Okay, let’s get to the action.  Will has been visiting the Pearl at the request of its owner (Han) to review its security features but at the same time, a Scandinavian villain (Møller) and his team of incompetent henchmen are trying to destroy the building.  We end up with a situation where the middle of the tower is set alight, Will is stuck at the bottom, and his wife and kids are trapped on the upper floors.  The police have no idea what’s going on and so Will has to use a mix of brain and brawn to rescue his family and save the day.

Skyscraper is formulaic when it comes to story.  We’ve got stereotypical European bad guys and it’s as if the actors have been told to look as shifty and dodgy as possible.  It’s nice to see Australian Noah Taylor (Shine) with a role in a major Hollywood movie but even as one of the more prominent villains, he’s given nothing to work with in terms of character and dialogue.  Several plot points also feel contrived.  There’s a head-scratching scene where Will’s family is split into two groups of two and a silly finale which takes place in an odd room.

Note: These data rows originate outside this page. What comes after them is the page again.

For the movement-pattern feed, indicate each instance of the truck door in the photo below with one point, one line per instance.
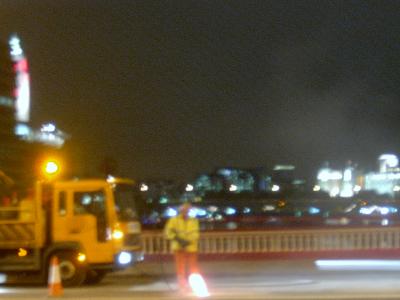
(81, 215)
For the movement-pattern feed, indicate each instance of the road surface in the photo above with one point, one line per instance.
(291, 279)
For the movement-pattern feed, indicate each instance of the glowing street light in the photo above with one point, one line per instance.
(233, 188)
(144, 187)
(275, 188)
(51, 167)
(316, 188)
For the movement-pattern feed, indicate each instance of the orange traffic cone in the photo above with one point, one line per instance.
(54, 282)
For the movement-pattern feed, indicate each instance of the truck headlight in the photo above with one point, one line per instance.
(117, 234)
(124, 258)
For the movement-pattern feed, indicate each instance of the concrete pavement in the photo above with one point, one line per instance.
(234, 280)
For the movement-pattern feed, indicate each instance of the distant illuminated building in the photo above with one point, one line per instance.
(387, 180)
(48, 134)
(22, 89)
(233, 180)
(342, 183)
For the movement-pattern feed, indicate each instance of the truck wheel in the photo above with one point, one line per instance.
(95, 276)
(72, 272)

Those shortcomings can be overlooked though because Skyscraper features some outstanding action pieces.  Maybe it’s because I’m petrified of heights but my hands were sweating during some sequences.  Writer-director Rawson Marshall Thurber (Central Intelligence) has created some tense, exciting predicaments that the one-legged Will must extricate himself from.  The great visual and sound effects help add to the drama.  You can’t ask for much more when it comes to the action genre.

Moving at a cracking pace for its tight 102 minute running time, Skyscaper looks to be another winner for Dwayne Johnson.